The bowel cancer screening helpline is a single 0800 telephone number used across the whole of the NHS Bowel Cancer Screening Programme in England. The service is supplied to NHS England by BT. Calls are routed to the appropriate programme hub using the caller’s geographic location or by a selection made by the caller.

The proportion of ‘ineffective calls’ should be small. Ineffective calls are those which do not reach the programme hub’s host telephone system. These calls are classified by BT as calls where: ‘called number busy’, ‘equipment engaged tone’, ‘ring tone no reply’, ‘out of service’, ‘caller early release’, ‘unknown’, ‘blank’ or ‘other’.

16.1 Effective calls received by the telephone helpline by programme hub

In 2022-23, 98.2% (565,029 out of a total of 575,101) of calls made to the bowel cancer screening 0800 telephone helpline number within the screening year were ‘effective’.

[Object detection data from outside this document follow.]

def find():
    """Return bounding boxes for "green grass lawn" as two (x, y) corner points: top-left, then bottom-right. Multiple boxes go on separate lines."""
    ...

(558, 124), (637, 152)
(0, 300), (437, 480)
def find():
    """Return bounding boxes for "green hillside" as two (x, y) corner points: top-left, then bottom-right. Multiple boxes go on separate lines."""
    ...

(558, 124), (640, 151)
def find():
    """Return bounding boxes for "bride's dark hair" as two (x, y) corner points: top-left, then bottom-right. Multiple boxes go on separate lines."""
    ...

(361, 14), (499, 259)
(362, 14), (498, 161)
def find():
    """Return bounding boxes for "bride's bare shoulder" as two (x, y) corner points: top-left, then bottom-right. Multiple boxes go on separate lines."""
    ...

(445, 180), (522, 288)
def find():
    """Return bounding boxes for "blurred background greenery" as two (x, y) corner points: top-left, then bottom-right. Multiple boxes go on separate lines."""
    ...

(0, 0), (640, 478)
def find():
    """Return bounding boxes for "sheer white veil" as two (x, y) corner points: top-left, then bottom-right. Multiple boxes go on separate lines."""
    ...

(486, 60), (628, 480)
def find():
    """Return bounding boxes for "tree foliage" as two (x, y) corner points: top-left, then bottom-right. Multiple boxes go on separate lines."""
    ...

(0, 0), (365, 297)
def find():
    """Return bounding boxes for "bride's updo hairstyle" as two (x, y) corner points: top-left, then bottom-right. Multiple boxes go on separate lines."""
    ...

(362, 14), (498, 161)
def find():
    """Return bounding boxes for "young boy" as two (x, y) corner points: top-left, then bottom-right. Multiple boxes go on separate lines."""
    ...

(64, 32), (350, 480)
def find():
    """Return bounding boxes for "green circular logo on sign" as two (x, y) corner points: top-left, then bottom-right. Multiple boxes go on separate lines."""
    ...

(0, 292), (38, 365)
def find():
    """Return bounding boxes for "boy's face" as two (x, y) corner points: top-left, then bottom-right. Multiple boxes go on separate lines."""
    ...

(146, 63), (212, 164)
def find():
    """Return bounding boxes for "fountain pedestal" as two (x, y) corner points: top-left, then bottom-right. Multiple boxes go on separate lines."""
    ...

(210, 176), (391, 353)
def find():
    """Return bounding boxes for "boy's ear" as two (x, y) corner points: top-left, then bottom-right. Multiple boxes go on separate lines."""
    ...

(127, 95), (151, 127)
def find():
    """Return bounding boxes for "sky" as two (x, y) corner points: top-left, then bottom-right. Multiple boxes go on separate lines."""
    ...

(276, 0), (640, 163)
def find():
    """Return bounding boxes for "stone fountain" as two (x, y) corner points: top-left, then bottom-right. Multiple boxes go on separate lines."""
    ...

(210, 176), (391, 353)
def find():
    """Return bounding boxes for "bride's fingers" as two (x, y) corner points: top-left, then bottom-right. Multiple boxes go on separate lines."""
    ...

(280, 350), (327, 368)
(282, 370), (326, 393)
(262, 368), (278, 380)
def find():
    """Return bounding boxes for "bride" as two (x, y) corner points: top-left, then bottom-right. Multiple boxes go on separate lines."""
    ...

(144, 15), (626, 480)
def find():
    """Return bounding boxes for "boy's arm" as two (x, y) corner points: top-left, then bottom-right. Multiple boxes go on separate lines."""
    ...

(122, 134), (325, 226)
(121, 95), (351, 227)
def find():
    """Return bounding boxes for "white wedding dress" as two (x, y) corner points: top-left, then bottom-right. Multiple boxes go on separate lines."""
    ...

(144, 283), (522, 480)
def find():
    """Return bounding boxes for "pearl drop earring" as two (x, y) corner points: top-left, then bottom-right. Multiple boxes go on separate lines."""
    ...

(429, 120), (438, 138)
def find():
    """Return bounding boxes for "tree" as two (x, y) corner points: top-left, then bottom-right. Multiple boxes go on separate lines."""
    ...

Table 15: Effective calls received by the telephone helpline by programme hub, 2022-23.

Programme Hub Effective Call %
Eastern 99.6%
London 98.9%
Midlands and North West 99.3%
North East 97.4%
Southern 96.4%
England 98.2%

16.2 Effective calls received by the telephone helpline by programme hub by year

Figure 16: Effective calls received by the telephone helpline by programme hub by year, April 2022 to March 2023.

The line graph above (Figure 16) shows each hub’s effective call % by month, for the reported screening year. Whilst discrete drops in the effective proportion of calls can be seen for individual hubs during specific months, the overall proportion of effective calls remained high.